Potrebbe essere utile allora, cercare l’origine o le origini di ingarbugliati problemi per dimostrare in che modo si è pervenuti a certi effetti catastrofici. Una strada che a me sembra percorribile è quella della semplificazione ottenuta con un lavoro di precisione e precisazione del pensiero e del linguaggio e dunque di un’educazione che faccia rispettare se stessi e gli altri davanti alle istituzioni e nel privato, che spieghi i confini del bene e del male non per casi eccezionali o per categorie ma per diritto indiscriminato della specie alla sopravvivenza prima e alla vita poi… questo se è vero che siamo stati creati non per vivere come bruti ma per inseguire il percorso appagante della nostra conoscenza. I temi dell’aborto e della fecondazione assistita ci proiettano ancora in una confusione di argomenti che il potere mediatico decide di disseppellire e poi stipare nel vuoto a propria scelta e a giorni alterni e a noi non rimane che l’illusione di aver detto la nostra con poche confuse informazioni al riguardo. L’aborto è un tema già affrontato in profondità e al quale sono state già date molte risposte da parte di persone competenti. Inoltre è una parte di una più vasta problematica che è quella della vita sulla terra. E ancora sento di dover tornare all’educazione, all’antico discernimento che corrisponde più o meno al buon senso. Più educazione esiste a monte e meno ci sarà bisogno, a valle, di sprecare, legiferare, condannare, contrattualizzare, quotare in rosa.

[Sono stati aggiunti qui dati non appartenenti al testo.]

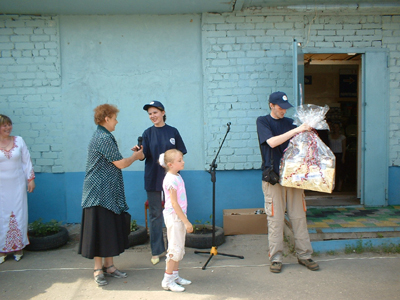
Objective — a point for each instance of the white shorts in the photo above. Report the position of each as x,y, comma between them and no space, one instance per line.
176,234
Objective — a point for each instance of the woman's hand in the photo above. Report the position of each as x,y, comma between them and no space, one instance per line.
189,227
137,148
31,186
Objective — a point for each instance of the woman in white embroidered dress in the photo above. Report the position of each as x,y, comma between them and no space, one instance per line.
16,177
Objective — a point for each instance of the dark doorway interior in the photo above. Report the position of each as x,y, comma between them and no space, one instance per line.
333,80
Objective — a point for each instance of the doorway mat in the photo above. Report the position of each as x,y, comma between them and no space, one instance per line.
379,218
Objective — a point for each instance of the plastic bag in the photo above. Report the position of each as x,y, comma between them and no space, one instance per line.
307,162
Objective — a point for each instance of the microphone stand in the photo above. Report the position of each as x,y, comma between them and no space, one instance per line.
212,170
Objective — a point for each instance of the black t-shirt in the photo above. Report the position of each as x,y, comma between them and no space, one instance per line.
157,140
268,127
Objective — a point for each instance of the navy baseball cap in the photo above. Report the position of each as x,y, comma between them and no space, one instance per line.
280,98
156,104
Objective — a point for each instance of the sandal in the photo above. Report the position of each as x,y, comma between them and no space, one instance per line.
99,279
116,274
155,260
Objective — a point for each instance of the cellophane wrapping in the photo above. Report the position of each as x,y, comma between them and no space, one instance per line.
308,163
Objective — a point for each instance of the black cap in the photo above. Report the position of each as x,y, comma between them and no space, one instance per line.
156,104
281,99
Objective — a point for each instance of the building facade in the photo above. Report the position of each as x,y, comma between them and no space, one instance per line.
209,69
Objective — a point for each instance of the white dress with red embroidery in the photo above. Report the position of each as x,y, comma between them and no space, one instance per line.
15,171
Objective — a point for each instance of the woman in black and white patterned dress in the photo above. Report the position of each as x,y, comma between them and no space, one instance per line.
104,233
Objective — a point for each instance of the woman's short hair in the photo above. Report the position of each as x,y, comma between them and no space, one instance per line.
103,111
5,120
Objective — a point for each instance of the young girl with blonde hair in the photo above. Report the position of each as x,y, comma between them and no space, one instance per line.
175,219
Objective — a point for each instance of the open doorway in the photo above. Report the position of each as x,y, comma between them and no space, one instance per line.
334,80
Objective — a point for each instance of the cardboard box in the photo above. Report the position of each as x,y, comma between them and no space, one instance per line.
245,221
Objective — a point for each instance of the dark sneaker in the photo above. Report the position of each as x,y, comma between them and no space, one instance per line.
275,267
309,263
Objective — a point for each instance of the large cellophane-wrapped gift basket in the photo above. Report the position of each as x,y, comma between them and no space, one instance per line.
307,162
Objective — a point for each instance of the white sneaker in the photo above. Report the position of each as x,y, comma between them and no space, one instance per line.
182,281
171,286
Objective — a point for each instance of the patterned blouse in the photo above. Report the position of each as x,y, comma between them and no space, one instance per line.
103,184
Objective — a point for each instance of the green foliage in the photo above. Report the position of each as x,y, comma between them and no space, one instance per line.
134,226
40,229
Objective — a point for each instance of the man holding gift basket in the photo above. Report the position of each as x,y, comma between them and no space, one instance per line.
274,132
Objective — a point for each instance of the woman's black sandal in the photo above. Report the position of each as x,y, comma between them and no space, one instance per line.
100,279
116,274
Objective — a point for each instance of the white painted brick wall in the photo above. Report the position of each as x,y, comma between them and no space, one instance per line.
30,81
258,47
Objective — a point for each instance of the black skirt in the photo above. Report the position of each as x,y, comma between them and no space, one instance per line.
103,233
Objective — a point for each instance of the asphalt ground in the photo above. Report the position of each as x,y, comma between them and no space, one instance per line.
63,274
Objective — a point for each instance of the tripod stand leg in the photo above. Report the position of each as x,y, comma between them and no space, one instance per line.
231,255
208,260
213,252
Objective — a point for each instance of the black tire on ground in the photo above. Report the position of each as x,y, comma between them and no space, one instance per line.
48,242
203,241
138,237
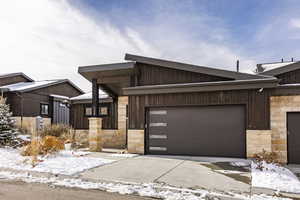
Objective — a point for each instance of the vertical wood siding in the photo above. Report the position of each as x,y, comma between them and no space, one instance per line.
257,105
78,120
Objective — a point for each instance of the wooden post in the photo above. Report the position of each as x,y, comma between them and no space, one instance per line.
95,99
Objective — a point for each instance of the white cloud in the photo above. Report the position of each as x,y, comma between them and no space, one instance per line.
295,23
49,39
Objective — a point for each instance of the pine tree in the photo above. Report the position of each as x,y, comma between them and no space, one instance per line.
7,131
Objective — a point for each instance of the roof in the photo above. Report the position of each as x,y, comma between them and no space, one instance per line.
88,96
16,74
273,69
203,86
29,86
192,68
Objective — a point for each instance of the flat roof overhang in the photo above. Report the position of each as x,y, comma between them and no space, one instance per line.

All’educazione aggiungerei l’organizzazione, unica vera ricchezza di ogni popolo del futuro. In una società più organizzata si vive meglio e si pensa meglio e dunque si comunica meglio. E’ vero che la comunicazione passa prevalentemente per il corpo ma quella della parola mantiene una superiore incisività. E’ una traccia mentale nella nostra coscienza, il nostro documento esistenziale più affidabile, il soffio vitale che può trasformarsi in tromba d’aria o dolce ponentino.

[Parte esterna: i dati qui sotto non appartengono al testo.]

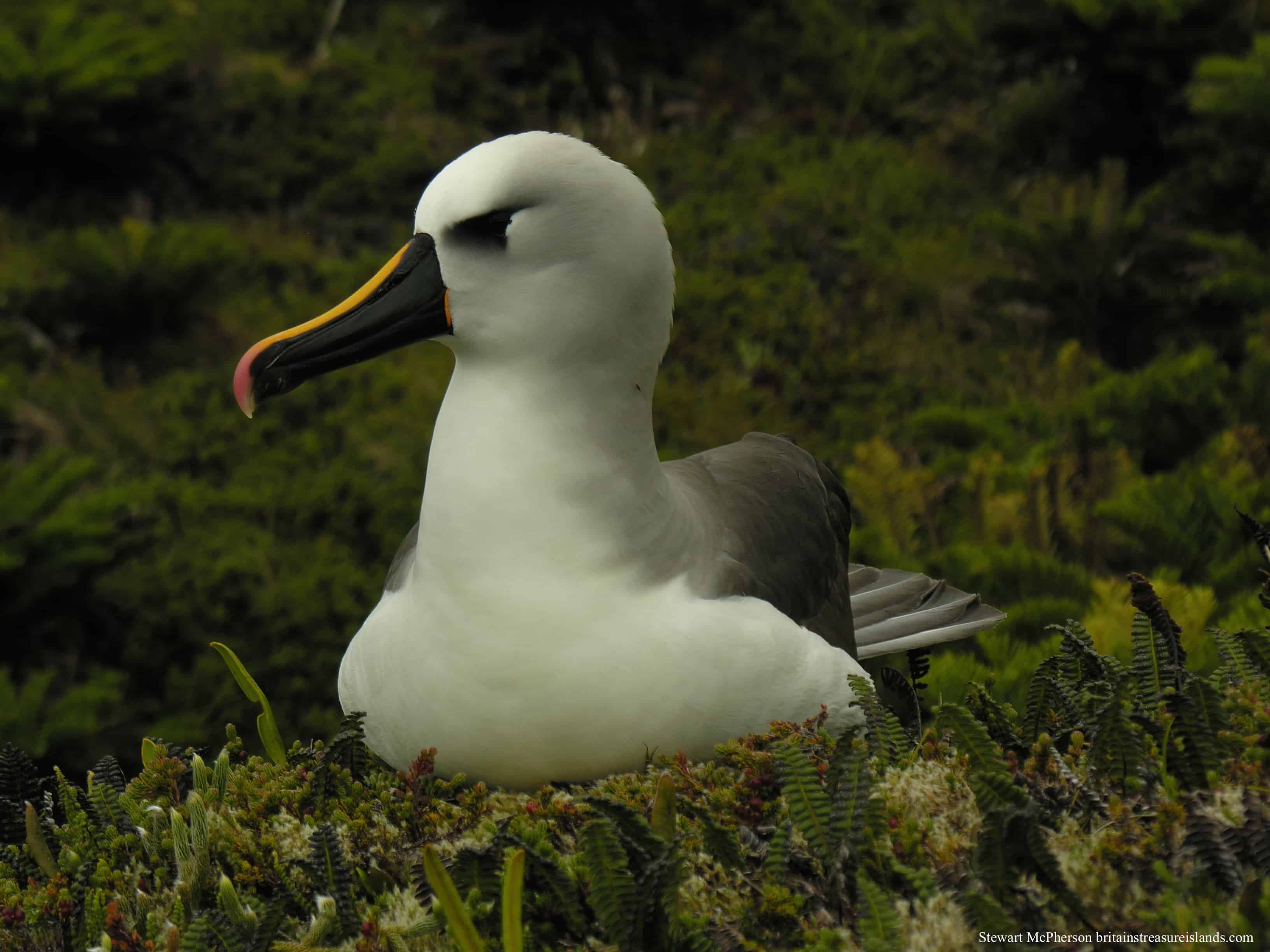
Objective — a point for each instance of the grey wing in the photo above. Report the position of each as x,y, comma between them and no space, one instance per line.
403,562
781,526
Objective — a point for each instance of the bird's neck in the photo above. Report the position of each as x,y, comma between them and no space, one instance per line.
542,472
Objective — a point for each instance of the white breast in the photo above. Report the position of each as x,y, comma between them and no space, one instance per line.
581,688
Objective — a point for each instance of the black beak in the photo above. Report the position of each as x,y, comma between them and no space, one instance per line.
407,301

Mi pongo continuamente dubbi sulla effettiva comprensione di quello che si dice e in cui si crede. Si parla tanto di comunicazione ma bisogna riconoscere che è la cosa più difficile da fare soprattutto se il linguaggio si standardizza attraverso prigioni mediatiche con ritmi e tempi diversi da quelli della realtà. Ecco ancora un’incoerenza che alla lunga tracima il linguaggio, soprattutto se alla televisione è demandato, come sempre è stato, il ruolo educativo di un paese dove vacillano la scuola e la famiglia che più che alla comprensione e alla condivisione sembrano orientate alla difesa. Non si può vivere difendendosi e insegnando soltanto a difendersi. Bisogna che tutti scoprano il diritto di dire e di fare. E’ banale? No. Per molti è troppo difficile.

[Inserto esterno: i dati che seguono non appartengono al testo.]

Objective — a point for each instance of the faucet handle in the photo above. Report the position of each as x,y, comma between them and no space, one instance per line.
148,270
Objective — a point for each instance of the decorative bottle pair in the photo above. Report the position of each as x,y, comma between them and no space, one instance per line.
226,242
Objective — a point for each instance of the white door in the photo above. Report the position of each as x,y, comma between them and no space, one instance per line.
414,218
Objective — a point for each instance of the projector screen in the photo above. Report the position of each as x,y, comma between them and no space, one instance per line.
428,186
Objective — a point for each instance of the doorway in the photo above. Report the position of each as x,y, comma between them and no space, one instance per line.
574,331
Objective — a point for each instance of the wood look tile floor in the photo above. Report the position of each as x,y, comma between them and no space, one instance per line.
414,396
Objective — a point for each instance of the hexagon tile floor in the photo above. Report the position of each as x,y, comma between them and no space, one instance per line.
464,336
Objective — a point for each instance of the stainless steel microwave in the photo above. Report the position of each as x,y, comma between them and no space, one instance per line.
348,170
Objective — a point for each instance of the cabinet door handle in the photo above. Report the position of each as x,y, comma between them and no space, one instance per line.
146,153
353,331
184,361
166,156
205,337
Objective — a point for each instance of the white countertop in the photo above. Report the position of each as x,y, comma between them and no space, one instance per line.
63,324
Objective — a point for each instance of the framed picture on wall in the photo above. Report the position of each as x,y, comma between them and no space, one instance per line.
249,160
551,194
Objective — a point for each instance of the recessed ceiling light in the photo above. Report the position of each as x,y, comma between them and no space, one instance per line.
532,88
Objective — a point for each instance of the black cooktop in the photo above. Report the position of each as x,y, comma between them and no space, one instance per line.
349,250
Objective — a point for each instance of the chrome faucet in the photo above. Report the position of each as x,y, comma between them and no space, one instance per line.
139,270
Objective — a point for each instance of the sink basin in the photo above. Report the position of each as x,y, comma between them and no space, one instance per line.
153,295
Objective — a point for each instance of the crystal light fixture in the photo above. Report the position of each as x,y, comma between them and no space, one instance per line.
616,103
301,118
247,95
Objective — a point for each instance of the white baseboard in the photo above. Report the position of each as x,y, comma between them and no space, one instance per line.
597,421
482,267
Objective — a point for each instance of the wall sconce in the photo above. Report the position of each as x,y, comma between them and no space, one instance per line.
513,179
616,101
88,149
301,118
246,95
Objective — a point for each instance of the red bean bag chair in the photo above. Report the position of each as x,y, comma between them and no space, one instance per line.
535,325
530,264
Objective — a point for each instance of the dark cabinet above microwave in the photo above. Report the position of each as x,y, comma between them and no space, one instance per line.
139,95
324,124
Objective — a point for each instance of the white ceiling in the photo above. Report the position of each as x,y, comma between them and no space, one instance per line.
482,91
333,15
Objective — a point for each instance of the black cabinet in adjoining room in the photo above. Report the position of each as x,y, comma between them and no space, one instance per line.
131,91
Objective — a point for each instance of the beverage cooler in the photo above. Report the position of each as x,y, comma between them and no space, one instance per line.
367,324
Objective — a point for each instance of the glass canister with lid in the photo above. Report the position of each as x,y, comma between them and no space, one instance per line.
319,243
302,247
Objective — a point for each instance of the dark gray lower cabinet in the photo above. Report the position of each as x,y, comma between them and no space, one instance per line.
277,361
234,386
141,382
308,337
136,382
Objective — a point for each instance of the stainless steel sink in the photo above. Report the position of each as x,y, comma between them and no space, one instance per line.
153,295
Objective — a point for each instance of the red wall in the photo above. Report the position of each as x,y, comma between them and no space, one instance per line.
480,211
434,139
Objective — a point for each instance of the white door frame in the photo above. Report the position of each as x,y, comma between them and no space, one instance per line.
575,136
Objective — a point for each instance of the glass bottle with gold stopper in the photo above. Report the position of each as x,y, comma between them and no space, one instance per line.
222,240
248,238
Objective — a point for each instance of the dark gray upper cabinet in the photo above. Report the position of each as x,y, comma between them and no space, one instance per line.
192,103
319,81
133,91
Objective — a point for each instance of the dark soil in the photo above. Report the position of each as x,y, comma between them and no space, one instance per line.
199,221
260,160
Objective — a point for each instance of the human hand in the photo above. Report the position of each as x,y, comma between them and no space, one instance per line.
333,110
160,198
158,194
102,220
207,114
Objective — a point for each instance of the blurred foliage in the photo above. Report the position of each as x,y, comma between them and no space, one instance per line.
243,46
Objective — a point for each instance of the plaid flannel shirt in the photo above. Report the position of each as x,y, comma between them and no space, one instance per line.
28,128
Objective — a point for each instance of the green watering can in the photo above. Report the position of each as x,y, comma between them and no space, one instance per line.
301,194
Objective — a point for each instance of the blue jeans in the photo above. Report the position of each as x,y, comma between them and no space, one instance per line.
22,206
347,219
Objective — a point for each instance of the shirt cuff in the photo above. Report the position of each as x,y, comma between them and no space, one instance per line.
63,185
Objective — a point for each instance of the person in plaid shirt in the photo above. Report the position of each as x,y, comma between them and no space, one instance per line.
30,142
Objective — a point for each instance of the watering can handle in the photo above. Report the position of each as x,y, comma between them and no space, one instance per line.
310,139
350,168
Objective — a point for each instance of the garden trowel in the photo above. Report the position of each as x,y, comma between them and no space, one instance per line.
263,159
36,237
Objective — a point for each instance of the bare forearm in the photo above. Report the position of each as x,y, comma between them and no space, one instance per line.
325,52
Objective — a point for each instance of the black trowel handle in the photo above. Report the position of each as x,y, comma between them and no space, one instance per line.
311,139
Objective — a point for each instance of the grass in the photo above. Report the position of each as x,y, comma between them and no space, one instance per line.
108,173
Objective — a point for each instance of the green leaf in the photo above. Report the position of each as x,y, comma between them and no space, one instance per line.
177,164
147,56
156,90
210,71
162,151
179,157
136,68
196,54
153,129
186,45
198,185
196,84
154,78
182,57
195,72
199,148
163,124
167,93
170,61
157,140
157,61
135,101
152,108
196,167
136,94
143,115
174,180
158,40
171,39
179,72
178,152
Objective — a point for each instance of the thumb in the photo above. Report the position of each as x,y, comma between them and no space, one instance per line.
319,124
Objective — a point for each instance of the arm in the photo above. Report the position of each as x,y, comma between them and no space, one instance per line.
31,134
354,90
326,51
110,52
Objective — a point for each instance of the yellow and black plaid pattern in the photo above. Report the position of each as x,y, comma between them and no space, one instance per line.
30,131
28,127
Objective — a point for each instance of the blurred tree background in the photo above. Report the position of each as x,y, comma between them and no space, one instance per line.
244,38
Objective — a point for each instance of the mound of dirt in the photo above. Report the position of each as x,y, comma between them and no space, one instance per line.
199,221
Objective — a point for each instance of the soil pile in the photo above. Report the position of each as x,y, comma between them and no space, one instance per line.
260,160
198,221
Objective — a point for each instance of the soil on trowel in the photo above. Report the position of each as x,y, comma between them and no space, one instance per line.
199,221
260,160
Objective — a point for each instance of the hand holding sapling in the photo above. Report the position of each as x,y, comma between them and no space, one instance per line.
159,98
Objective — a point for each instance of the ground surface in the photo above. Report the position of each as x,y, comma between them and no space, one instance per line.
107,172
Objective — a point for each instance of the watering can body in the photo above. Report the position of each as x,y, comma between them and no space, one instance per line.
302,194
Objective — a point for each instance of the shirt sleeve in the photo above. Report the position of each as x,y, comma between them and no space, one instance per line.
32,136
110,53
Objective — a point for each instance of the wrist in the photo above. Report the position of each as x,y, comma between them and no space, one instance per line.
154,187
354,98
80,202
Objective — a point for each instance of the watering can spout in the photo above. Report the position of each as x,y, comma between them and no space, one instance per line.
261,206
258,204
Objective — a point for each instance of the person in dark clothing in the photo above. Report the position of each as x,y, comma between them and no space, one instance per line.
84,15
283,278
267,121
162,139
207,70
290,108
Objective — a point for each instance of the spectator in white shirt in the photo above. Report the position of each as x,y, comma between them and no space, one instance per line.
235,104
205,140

Io ipotizzo e cerco chiavi interpretative che si avvicinino a sembianze di risposte ma non ho risposte definitive dentro di me e quelle poche che posseggo forse sono anche sbagliate. Non invoco rivoluzione né l’intervento di Robin Hood ma soltanto buon senso, attenzione e riflessione. Mi piacerebbe che un nuovo umanesimo riportasse l’uomo al centro delle meraviglie del creato, come fonte di rispetto e consapevolezza verso il patrimonio della sua vita. Sono certa di essere nel giusto se proprio in questi giorni il governo ha varato il decreto sulla sicurezza, iniziando un percorso che forse va nella direzione di un sano antropocentrismo.